Марина излагала Рубанову впопыхах придуманную судьбу своего несуществующего брата, подозрительно напоминающего молодца в камзоле и широкополой шляпе на кургузой лошади. Рубанов понимающе качал головой, глубоко затягивался папиросным дымом и едва заметно улыбался. А в голове у него вертелось: «Моя жена красивая женщина. Чем дольше живу с ней, тем яснее это понимаю и тем больше люблю её, хотя в голову вечно лезет какая-то чертовщина на её счёт. Я уверен лишь в одном: что не понимаю и, пожалуй, никогда не пойму эту женщину. Но если ты не понимаешь женщину, просто люби её, и это будет по-мужски. Знаю, тебе это больно слушать… Прежде я почему-то полагал, что стесняю собой жену, что во мне нет того, что позволило бы ей стать счастливой. Я привык, что мы разные люди, что в какой-то мере я ей посторонний, ненужный, лишний. Так я считал почти все годы нашей совместной жизни, и это меня устраивало. Я думал, что вот поеду в колонию и развяжу тот узел, который давно следовало разрубить. А оказалось всё не так. Сегодня ночью она вошла в мою комнату, и у неё были глаза… как у нашей кошки, когда та умирала. Я не могу, не имею права теперь уйти от неё. Кажется, я причинил ей боль, от которой можно умереть…»
В поезде давно погасили свет. Вагон раскачивался, постукивал на стыках, вздыхал, стонал, похрапывал.
Притихшая Марина сидела в ногах спящего Рубанова и смотрела на него. И внутри у Марины в это время другая Марина (та самая Марина, которая намеревалась заявить Рубанову о своём решении ехать с ним в колонию в качестве «жены декабриста»), горячо говорила: «Я всё равно поселюсь рядом с тобой. Пусть даже это будет собачья конура. И ты каждый день будешь видеть меня. То там, то здесь. В общем, везде. И в дождь, и в снег я буду стоять под твоими окнами. Только не надейся, что я заболею и умру. Я на острове, в ледяной воде по пояс не раз переходила реки, чтобы набрать букет полярных маков. И даже горло у меня потом не болело. Я буду стоять возле твоих окон всю ночь, и ты будешь знать об этом, и не сможешь спать спокойно. И когда-нибудь ты откроешь дверь и впустишь меня. И тогда я останусь с тобой навсегда. Я стану делать для тебя всё, что ты захочешь. И всё, что я буду делать, я буду делать только для тебя. Вся моя жизнь будет для тебя, а меня самой просто не станет, поскольку я стану частью тебя, я стану тобой. И ты не сможешь этому сопротивляться…»

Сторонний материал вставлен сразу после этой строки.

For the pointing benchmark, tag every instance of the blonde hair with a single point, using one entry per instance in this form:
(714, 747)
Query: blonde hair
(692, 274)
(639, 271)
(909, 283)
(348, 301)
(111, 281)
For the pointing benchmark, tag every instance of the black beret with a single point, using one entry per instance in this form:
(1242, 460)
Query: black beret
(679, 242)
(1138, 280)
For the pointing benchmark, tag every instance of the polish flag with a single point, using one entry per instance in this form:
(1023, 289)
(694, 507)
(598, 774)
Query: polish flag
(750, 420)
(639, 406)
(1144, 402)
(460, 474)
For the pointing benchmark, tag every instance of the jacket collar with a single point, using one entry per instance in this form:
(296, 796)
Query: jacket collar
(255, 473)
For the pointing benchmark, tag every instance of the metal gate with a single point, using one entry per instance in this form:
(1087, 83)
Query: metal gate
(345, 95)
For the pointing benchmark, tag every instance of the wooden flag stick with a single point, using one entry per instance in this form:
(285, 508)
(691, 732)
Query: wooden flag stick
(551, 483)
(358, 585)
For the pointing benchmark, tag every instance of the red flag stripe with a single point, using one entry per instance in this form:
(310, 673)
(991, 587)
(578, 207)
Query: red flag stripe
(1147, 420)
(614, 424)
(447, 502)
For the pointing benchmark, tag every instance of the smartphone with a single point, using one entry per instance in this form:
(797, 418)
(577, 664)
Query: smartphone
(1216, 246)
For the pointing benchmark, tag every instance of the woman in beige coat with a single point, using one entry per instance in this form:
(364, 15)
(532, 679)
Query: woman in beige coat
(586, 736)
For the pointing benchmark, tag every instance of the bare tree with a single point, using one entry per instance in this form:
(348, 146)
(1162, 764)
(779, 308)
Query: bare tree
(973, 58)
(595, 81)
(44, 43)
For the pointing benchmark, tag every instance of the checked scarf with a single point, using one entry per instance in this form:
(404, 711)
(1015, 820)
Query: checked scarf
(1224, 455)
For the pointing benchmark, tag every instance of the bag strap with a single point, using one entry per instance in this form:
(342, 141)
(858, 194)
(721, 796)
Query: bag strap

Примерно так говорила внутри притихшей, боящейся сейчас даже пошевелиться Марины (ведь, если Рубанов проснётся, ей придётся всё это сказать ему вслух!) другая, отважная Марина. И притихшая слушала отважную с восхищением и страхом, и всем сердцем желала, чтобы и Рубанов сейчас это слышал. Ведь Марине, сидящей у него в ногах, просто не хватит духа сказать это Рубанову. А если хватит, то она тут же провалится сквозь пол вагона прямо на шпалы.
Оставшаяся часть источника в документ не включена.